Un résident marche sur une médiane étroite d'une route principale submergée et inaccessible à la circulation en raison des eaux montantes le long des rives du lac Tanganyika à Bujumbura, Burundi, Afrique de l'Est, le 8 mai 2025. / VCG

Le groupe africain de négociateurs (AGN) et la Pan African Climate Justice Alliance (PACJA) ont appelé le recadrage de l’action climatique mondiale pour être axée sur la science et réactive à la vulnérabilité croissante de l’Afrique au changement climatique.

S’exprimant lors de la 13e conférence sur le changement climatique et le développement en Afrique à Addis-Abeba, la capitale de l’Éthiopie, vendredi, le président de l’AGN, Richard Muyungi, a déclaré que le continent ne pouvait pas se permettre de dépendre uniquement des données et des modèles d’action climatique motivés à l’extérieur.

« La science africaine doit occuper le devant de la scène pour guider l’action et l’adaptation climatiques », a déclaré Muyungi, tout en appelant à l’adoption de la finance climatique basée sur les besoins.
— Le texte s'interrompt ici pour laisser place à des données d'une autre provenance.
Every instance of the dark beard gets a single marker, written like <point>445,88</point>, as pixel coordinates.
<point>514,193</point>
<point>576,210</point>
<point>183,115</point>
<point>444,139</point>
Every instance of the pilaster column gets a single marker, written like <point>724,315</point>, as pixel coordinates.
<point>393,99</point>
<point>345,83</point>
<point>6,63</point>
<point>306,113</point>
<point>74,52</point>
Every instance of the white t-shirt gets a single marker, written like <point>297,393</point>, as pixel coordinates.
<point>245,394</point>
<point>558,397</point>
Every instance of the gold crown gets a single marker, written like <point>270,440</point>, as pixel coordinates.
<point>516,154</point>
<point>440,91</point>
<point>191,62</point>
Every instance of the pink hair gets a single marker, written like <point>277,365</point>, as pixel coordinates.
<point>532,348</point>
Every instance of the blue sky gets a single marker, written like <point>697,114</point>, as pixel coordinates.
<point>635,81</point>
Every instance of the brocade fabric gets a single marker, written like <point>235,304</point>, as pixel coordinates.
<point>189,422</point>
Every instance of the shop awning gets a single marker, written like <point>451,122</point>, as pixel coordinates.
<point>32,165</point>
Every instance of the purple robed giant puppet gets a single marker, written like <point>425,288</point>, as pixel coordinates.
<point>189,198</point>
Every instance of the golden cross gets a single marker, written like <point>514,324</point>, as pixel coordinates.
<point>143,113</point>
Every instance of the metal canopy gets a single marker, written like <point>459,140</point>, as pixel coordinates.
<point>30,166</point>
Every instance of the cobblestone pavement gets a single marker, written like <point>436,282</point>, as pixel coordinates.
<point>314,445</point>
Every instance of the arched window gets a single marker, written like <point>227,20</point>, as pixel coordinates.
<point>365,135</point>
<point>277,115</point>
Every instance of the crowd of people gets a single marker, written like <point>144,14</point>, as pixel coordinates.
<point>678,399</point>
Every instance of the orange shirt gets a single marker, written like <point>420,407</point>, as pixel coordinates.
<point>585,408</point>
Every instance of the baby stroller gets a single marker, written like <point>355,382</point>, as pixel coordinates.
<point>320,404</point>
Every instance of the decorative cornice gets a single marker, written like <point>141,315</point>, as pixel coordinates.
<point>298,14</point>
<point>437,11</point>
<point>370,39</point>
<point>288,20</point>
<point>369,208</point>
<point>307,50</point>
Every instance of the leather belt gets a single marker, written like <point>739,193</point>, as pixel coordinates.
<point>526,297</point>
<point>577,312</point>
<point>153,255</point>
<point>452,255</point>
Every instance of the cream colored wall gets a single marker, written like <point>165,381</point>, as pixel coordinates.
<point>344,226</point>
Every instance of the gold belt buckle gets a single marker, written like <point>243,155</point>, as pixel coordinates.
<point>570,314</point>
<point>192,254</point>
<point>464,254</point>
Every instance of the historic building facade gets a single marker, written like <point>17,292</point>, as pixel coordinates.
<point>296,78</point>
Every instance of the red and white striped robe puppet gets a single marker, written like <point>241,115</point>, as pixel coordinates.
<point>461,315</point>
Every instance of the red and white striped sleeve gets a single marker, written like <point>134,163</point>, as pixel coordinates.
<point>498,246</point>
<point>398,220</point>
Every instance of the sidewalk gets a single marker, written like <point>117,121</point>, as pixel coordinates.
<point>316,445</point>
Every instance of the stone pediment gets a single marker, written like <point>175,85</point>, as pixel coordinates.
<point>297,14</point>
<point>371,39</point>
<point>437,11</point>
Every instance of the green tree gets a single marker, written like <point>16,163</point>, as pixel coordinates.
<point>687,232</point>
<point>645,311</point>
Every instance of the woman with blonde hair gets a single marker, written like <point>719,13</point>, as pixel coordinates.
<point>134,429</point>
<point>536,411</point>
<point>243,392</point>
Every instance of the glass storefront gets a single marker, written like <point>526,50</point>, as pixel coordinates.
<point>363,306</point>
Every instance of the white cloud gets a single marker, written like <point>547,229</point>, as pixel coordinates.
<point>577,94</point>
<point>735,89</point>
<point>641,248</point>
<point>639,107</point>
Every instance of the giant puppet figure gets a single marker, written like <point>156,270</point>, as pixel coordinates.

Selon le président, l’Afrique entre dans une nouvelle phase de diplomatie climatique avec une compréhension plus approfondie de sa richesse écologique soutenue par les connaissances scientifiques.

« Le financement du climat n’est pas une charité, mais c’est un droit, un devoir et une mesure de confiance », a déclaré Muyungi, exhortant les pays développés à financer les activités d’adaptation climatique en Afrique et les pays les moins développés dans le monde.

Mithika Mwenda, directrice exécutive de la PACJA, a souligné que l’Afrique contribue le moins aux émissions mondiales de gaz à effet de serre, mais est parmi les plus durement touchés par les impacts climatiques.

« La réalisation des objectifs climatiques de l’Afrique d’ici 2030 nécessitera près de 3 billions de dollars. Pourtant, l’Afrique reçoit à peine 3 à 4% des flux de financement climatique mondial. C’est inacceptable », a déclaré Mwenda.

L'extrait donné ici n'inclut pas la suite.